The good news is that over 45,000 jobs will be saved for now and at least some of Sears’ creditors will get their money back. “The sale is good news for my apparel vendor clients because there is money earmarked to pay for goods that were delivered around the time of the bankruptcy filing and also goods being manufactured but not yet delivered,” Wander said.

Lampert, who stepped down as CEO after the bankruptcy filing in October, had initially planned to buy out Sears for $4.4 billion. But, pressured by the company’s creditors who vehemently opposed the deal, citing Lampert’s failed leadership in the past, Lampert raised his offer several times until the two parties agreed on $5.2 billion in New York last month.

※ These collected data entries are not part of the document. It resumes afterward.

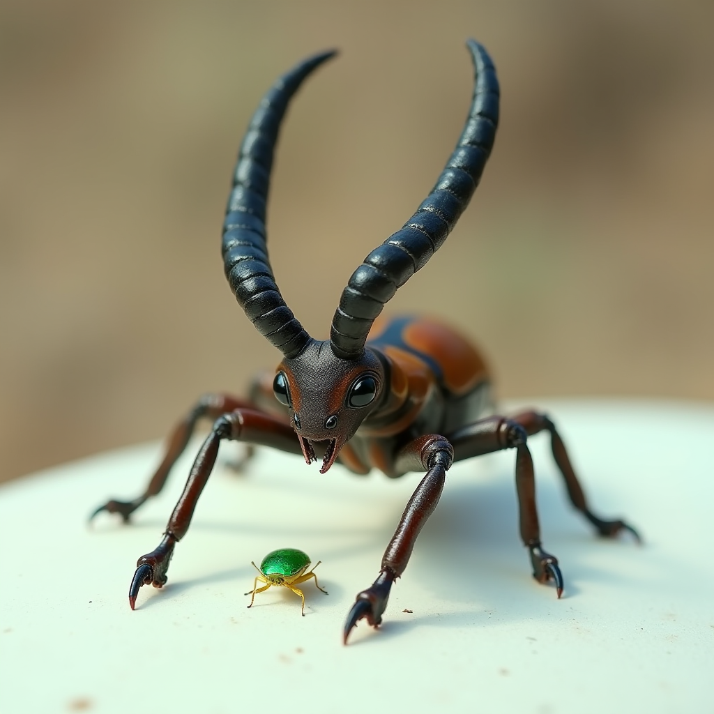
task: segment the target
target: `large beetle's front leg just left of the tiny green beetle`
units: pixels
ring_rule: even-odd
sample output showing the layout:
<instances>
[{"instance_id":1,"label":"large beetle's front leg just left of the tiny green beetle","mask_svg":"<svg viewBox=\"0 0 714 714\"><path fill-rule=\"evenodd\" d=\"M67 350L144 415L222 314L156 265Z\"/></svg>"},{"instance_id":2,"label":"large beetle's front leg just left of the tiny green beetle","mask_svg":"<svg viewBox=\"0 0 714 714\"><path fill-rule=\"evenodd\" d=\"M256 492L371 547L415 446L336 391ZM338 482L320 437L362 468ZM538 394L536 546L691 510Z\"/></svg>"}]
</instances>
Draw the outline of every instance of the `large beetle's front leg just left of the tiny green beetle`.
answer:
<instances>
[{"instance_id":1,"label":"large beetle's front leg just left of the tiny green beetle","mask_svg":"<svg viewBox=\"0 0 714 714\"><path fill-rule=\"evenodd\" d=\"M198 497L206 486L208 476L211 476L218 446L223 439L272 446L294 454L302 453L293 428L278 418L242 408L219 417L198 451L196 461L193 462L183 493L176 503L174 513L171 513L169 523L166 524L164 539L151 553L142 555L136 562L136 573L129 588L129 605L132 610L141 585L151 584L155 588L161 588L161 585L166 583L166 570L169 568L174 546L188 531Z\"/></svg>"}]
</instances>

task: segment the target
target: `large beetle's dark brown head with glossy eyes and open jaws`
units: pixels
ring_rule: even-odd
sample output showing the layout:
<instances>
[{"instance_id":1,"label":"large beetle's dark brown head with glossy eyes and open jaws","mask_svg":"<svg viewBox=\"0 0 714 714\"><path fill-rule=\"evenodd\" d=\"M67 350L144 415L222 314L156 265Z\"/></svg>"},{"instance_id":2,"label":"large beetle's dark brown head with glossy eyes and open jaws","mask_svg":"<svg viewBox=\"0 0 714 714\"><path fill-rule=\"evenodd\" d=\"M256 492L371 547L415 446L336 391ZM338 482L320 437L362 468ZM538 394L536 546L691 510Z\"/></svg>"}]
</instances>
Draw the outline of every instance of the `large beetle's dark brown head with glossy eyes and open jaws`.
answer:
<instances>
[{"instance_id":1,"label":"large beetle's dark brown head with glossy eyes and open jaws","mask_svg":"<svg viewBox=\"0 0 714 714\"><path fill-rule=\"evenodd\" d=\"M295 358L278 365L273 391L290 409L291 423L307 463L324 451L321 473L378 405L384 367L369 349L356 359L341 359L330 341L311 341Z\"/></svg>"}]
</instances>

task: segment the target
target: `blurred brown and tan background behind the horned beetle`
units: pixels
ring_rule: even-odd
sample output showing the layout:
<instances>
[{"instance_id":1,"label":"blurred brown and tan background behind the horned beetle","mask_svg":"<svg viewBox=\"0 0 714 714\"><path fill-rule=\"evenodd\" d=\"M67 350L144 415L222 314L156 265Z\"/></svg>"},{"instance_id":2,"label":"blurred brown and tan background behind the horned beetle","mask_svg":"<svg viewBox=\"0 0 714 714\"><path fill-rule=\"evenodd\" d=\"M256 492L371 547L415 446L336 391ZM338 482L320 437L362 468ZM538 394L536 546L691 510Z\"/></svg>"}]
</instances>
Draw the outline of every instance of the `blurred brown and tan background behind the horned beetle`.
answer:
<instances>
[{"instance_id":1,"label":"blurred brown and tan background behind the horned beetle","mask_svg":"<svg viewBox=\"0 0 714 714\"><path fill-rule=\"evenodd\" d=\"M223 278L223 208L262 92L331 46L268 226L313 336L441 171L474 36L496 149L390 310L478 338L502 396L714 398L713 28L689 2L4 1L0 478L163 436L277 363Z\"/></svg>"}]
</instances>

Lampert enjoys the reputation of a legendary investor on Wall Street, but many people seem to have lost faith in him as an effective manager. Lampert has been Sears’ largest shareholder since 2005 and served as its CEO from 2013 to last year. During his tenure, the retailer didn’t turn a profit for any single year, lost several performing in-house brands and closed hundreds of stores.

“I’ve never quite understood Lampert’s play on this whole thing,” Rick Newman, a senior columnist for Yahoo Finance, said in Thursday’s “Final Round” show on Yahoo following the court decision. “It’s really a sad story. It really feels like it’s dragging out of the inevitable.”

“We’ve seen part of the retail apocalypse. And there will be more of the retail apocalypse to come during the next recession,” he added. “When that happens, it’s hard to imagine Sears, if it’s still around, can survive the next recession, because it doesn’t have the merchandize people want. And the brand is obviously tarnished.”

Although Lampert was not present at Thursday’s court ruling, CNBC reported that he dialed in from his office in Florida and Judge Drain addressed him directly in his closing statement, saying that Lampert “has the opportunity not to be a cartoon character” and “he should do that.”